- MLW Underground TV logo
- Genre: Professional wrestling
- Created by: Court Bauer
- Starring: See Major League Wrestling roster
- Country of origin: United States
- No. of episodes: 34

Production
- Camera setup: Multiple-camera setup
- Running time: 60 minutes

Original release
- Network: Sunshine Network
- Release: April 7, 2003 – February 14, 2004

Related
- MLW Fusion (2018) MLW Fusion: Alpha (2021) MLW Azteca (2022) MLW Underground Wrestling (2023)

= MLW Underground TV =

MLW Underground TV is a professional wrestling television series that was produced by Major League Wrestling (MLW) from 2003 to 2004. The series was hosted by former Extreme Championship Wrestling (ECW) commentator Joey Styles.
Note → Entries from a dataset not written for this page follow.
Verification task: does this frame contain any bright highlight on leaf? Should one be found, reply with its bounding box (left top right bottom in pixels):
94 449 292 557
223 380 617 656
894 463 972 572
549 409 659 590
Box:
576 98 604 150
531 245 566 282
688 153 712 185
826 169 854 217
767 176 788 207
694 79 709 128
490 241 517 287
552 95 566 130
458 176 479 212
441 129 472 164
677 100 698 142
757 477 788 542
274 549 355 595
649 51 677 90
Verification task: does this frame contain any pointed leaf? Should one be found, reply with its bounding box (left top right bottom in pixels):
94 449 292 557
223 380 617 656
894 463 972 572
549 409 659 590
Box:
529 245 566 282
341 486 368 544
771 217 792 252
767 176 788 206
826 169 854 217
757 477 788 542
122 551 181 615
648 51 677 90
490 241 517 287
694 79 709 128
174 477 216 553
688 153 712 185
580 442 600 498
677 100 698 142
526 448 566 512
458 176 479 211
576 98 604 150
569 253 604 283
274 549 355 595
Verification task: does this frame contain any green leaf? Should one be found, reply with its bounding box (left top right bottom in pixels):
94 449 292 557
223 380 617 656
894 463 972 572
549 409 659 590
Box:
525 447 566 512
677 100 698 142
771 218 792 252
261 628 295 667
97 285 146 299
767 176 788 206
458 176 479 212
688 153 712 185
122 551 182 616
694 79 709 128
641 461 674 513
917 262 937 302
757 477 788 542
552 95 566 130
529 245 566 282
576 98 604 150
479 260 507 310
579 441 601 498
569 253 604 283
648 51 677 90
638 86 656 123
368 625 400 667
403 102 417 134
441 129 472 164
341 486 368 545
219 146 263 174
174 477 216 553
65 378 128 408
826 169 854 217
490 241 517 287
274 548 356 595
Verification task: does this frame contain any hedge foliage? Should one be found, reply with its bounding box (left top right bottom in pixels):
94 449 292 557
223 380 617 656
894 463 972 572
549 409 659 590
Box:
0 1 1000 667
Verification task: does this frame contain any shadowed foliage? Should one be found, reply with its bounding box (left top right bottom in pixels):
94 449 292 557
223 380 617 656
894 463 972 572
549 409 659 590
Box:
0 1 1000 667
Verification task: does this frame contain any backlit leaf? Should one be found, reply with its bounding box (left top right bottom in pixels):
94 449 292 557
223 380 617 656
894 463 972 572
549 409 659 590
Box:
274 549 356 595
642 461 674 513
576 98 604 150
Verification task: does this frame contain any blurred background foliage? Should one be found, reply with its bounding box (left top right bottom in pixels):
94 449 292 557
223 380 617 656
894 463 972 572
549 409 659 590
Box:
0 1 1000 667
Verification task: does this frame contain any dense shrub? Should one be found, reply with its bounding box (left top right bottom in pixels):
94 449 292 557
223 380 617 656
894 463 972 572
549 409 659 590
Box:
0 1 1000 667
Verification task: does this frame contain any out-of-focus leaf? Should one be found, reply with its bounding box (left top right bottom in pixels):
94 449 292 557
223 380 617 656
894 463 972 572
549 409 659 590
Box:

Reruns of the series began airing in the summer of 2020 on BeIN Sports USA.

The Underground name was revived for the weekly series titled MLW Underground Wrestling, that premiered on February 7, 2023.

==History==
Underground TV episodes consisted of pre-taped matches from prior MLW events.

In late 2003, MLW released episodes of Underground TV on DVD. Unlike the on-air broadcast, the DVDs contain full-length matches from the television tapings. It also contained backstage interviews from before and after the event.